Meinung: Ukraine-Krise - Deutschland muss offen über Waffenlieferungen reden
DW
Deutschland liefert der Ukraine Helme, aber keine Waffen, auch keine rein defensiven. Das ist die Folge der seit Jahren anhaltenden Weigerung, über das heikle Thema Waffenexporte ernsthaft zu streiten, meint Jens Thurau.
Es ist einer der großen Widersprüche der deutschen Außenpolitik, und das seit vielen Jahren: Die Bundesrepublik zählt zu den größten Waffenexporteuren der Welt. Momentan liegt Deutschland auf Platz vier, hinter den USA, Russland und Frankreich. Für fast neun Milliarden Euro exportierten deutsche Waffenschmieden zuletzt ihre Produkte vor allem nach Südkorea, Algerien und Ägypten.

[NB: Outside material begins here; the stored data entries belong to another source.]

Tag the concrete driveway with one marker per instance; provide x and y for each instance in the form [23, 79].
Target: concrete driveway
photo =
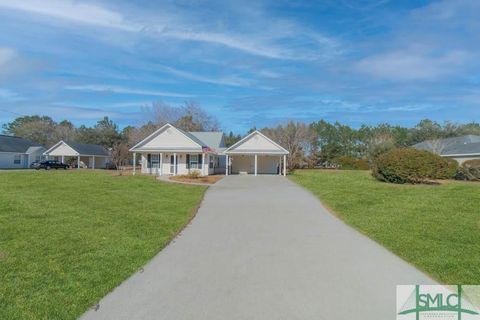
[263, 248]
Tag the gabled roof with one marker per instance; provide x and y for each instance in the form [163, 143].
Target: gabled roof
[463, 145]
[211, 140]
[88, 149]
[463, 149]
[273, 147]
[82, 148]
[15, 144]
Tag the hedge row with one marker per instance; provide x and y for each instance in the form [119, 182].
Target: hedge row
[408, 165]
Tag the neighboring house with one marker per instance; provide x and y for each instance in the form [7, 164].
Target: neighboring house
[18, 153]
[170, 150]
[79, 154]
[459, 148]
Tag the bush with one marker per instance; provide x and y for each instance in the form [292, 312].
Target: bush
[409, 165]
[471, 169]
[349, 163]
[193, 174]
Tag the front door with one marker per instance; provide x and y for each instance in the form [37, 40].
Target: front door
[155, 161]
[172, 164]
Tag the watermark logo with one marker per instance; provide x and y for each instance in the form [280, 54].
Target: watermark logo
[432, 302]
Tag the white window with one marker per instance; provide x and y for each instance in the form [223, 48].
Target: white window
[211, 162]
[194, 161]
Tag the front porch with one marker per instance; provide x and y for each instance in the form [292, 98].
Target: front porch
[179, 163]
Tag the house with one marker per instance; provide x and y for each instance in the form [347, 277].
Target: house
[170, 150]
[18, 153]
[461, 148]
[79, 154]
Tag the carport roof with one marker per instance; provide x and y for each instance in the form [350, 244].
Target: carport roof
[15, 144]
[82, 149]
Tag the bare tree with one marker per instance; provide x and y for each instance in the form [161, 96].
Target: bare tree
[298, 138]
[189, 116]
[119, 155]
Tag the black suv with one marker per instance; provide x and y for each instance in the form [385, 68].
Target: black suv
[52, 164]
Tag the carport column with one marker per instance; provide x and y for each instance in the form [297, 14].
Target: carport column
[134, 162]
[174, 164]
[226, 164]
[161, 163]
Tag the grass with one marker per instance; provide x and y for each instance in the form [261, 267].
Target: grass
[67, 238]
[436, 228]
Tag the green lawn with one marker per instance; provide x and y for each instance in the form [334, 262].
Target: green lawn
[67, 238]
[436, 228]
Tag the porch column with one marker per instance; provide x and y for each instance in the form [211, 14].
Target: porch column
[134, 163]
[174, 164]
[161, 163]
[226, 164]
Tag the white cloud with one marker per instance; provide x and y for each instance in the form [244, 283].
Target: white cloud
[411, 65]
[72, 11]
[123, 90]
[260, 43]
[8, 95]
[6, 55]
[229, 81]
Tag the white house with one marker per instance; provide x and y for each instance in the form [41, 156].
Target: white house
[461, 148]
[79, 154]
[18, 153]
[170, 150]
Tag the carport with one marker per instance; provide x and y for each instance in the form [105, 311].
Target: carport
[92, 155]
[256, 154]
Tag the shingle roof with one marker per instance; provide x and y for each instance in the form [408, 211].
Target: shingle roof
[468, 144]
[213, 139]
[459, 149]
[15, 144]
[88, 149]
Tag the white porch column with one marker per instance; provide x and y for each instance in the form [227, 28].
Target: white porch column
[280, 165]
[134, 163]
[161, 163]
[227, 160]
[174, 164]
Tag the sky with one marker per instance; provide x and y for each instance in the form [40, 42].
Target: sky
[249, 63]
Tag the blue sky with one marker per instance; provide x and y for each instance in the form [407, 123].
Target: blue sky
[254, 63]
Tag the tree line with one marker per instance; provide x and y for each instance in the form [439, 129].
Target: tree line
[317, 144]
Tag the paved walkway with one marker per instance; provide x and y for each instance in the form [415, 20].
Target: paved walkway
[263, 248]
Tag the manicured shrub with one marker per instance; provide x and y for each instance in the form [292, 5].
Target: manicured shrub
[408, 165]
[471, 169]
[349, 163]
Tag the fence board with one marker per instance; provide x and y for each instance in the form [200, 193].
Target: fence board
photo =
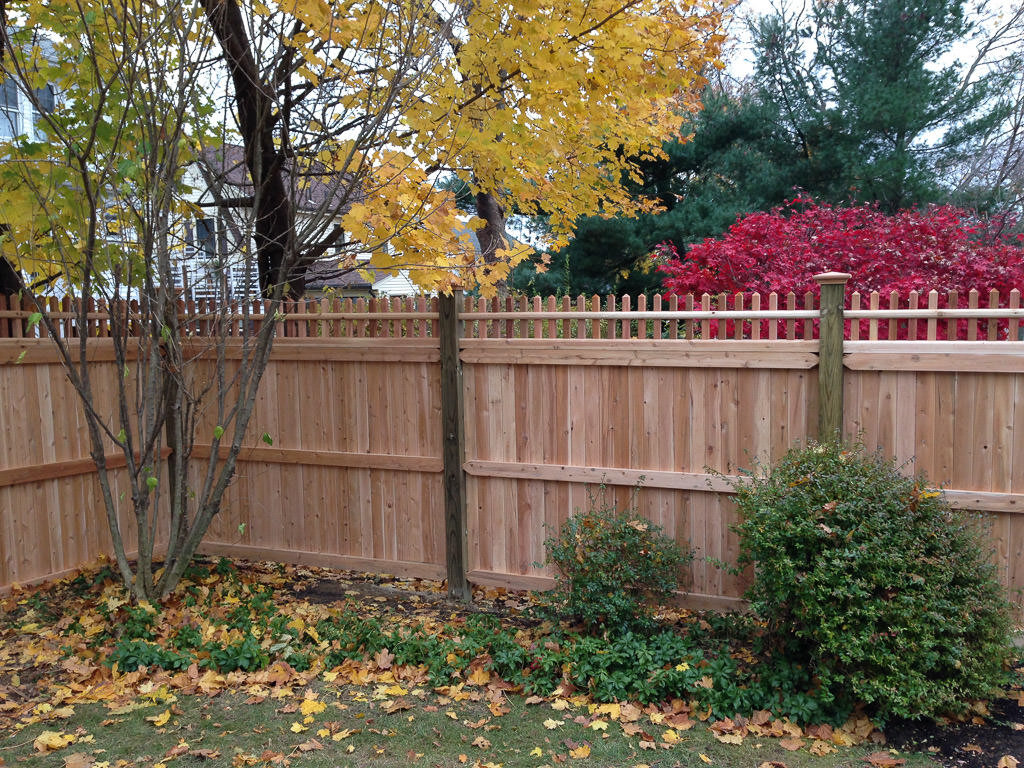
[557, 400]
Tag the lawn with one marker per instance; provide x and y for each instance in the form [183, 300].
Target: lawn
[246, 666]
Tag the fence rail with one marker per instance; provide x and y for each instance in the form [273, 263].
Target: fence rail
[931, 316]
[551, 396]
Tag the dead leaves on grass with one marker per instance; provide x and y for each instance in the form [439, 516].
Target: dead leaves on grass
[390, 686]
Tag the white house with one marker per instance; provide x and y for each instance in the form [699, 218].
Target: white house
[214, 263]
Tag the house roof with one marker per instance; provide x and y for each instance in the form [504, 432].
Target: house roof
[227, 164]
[325, 274]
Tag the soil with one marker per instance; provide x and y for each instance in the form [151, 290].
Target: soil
[975, 744]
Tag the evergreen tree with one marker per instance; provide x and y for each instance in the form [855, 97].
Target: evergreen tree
[868, 94]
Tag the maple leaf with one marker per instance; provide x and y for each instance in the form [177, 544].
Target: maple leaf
[884, 760]
[581, 753]
[52, 740]
[821, 748]
[79, 760]
[311, 707]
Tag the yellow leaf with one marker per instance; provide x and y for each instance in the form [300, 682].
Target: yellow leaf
[161, 719]
[311, 707]
[50, 740]
[581, 753]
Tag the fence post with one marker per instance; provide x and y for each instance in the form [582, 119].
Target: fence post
[453, 426]
[830, 354]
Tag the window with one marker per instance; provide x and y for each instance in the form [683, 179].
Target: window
[44, 102]
[206, 239]
[9, 122]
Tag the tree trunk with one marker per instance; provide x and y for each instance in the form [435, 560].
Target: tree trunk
[256, 101]
[492, 236]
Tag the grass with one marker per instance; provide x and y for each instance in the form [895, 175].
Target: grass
[352, 729]
[62, 705]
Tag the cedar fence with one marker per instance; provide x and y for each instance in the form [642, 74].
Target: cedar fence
[446, 437]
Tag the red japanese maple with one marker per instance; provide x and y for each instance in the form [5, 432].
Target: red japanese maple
[941, 248]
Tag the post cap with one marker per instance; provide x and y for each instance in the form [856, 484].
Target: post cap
[833, 279]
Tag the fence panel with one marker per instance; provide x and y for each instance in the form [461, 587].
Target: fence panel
[560, 395]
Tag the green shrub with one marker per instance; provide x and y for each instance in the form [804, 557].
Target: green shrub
[611, 565]
[871, 580]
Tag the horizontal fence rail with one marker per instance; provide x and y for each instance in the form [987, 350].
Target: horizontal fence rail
[665, 400]
[931, 316]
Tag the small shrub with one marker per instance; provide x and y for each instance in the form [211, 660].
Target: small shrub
[611, 565]
[873, 582]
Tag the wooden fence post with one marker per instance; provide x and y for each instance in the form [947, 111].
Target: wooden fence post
[830, 354]
[453, 425]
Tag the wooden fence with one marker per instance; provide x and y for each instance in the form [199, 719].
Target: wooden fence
[431, 438]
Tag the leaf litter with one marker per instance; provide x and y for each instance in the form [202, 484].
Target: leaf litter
[57, 641]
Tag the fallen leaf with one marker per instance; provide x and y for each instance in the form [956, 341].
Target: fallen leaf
[581, 753]
[79, 760]
[177, 751]
[729, 738]
[160, 720]
[884, 760]
[821, 749]
[311, 707]
[51, 740]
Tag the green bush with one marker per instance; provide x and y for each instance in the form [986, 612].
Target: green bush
[611, 564]
[871, 580]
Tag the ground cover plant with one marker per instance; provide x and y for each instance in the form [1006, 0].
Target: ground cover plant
[249, 667]
[870, 582]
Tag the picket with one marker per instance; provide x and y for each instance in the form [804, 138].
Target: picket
[560, 395]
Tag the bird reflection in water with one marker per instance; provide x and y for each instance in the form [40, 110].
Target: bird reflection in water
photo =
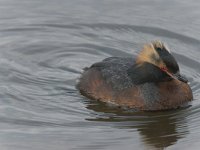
[158, 130]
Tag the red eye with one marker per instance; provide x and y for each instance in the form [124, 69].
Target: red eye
[164, 69]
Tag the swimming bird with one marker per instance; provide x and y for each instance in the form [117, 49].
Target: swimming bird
[150, 81]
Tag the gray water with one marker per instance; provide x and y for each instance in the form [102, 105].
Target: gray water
[44, 44]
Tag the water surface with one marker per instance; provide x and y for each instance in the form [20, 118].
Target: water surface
[45, 44]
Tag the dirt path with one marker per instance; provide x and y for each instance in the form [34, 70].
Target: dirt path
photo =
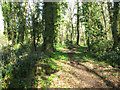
[83, 74]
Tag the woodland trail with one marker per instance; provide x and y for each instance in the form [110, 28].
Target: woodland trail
[75, 74]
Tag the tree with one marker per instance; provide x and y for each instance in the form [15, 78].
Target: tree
[78, 33]
[113, 20]
[50, 19]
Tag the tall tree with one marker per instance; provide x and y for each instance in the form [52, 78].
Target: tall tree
[113, 20]
[78, 33]
[50, 19]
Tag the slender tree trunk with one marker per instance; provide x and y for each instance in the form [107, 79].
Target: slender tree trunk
[78, 23]
[49, 16]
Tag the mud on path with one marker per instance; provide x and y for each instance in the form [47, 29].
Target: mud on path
[74, 74]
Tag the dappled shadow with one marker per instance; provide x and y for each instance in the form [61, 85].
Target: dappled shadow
[77, 62]
[20, 67]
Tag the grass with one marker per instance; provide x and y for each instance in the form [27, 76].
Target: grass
[25, 69]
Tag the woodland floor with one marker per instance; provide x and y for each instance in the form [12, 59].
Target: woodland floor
[85, 74]
[68, 67]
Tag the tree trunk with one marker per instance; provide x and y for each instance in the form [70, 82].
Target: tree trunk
[78, 23]
[49, 16]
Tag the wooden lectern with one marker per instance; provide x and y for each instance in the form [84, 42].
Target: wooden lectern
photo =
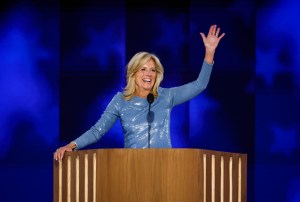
[151, 175]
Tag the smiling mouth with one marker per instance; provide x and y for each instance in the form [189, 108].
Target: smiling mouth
[147, 80]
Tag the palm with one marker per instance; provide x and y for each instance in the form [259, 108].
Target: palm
[212, 39]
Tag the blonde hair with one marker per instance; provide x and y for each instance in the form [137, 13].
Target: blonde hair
[134, 65]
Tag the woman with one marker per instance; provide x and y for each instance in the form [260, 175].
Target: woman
[144, 75]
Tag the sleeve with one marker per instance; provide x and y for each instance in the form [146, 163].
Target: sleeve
[186, 92]
[106, 121]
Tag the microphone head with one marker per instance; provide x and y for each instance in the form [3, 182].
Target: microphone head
[150, 98]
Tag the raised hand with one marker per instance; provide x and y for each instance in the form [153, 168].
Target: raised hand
[211, 42]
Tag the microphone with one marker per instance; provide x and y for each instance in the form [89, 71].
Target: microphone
[150, 99]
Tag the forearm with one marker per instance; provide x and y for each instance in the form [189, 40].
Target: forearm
[209, 56]
[186, 92]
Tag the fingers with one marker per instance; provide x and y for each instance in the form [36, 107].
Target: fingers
[59, 154]
[215, 31]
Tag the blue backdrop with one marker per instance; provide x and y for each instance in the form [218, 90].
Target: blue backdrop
[62, 62]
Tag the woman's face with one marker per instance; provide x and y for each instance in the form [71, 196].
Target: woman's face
[145, 78]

Und gleichzeitig bleibt die Regierung, die neue wie auch schon die alte, bei ihrer Haltung, keine Waffen in Konfliktregionen zu liefern. Auch jetzt, in der sich immer weiter hochschaukelnden Krise an den Außengrenzen der Ukraine, in der das russische Säbelrasseln längst beängstigende Züge angenommen hat und die USA schon davon sprechen, der Angriff der Russen auf die Ukraine könnte bereits in den nächsten Tagen beginnen. Doch Kanzler Olaf Scholz und Außenministerin Annalena Baerbock setzen ganz und gar auf die Diplomatie. Und sie haben nach Wochen des merkwürdigen Zauderns eine regelrechte Gesprächs-Offensive in Gang gesetzt, die im Besuch von Scholz in Kiew und danach in Moskau in dieser Woche ihren vorläufigen Höhepunkt findet.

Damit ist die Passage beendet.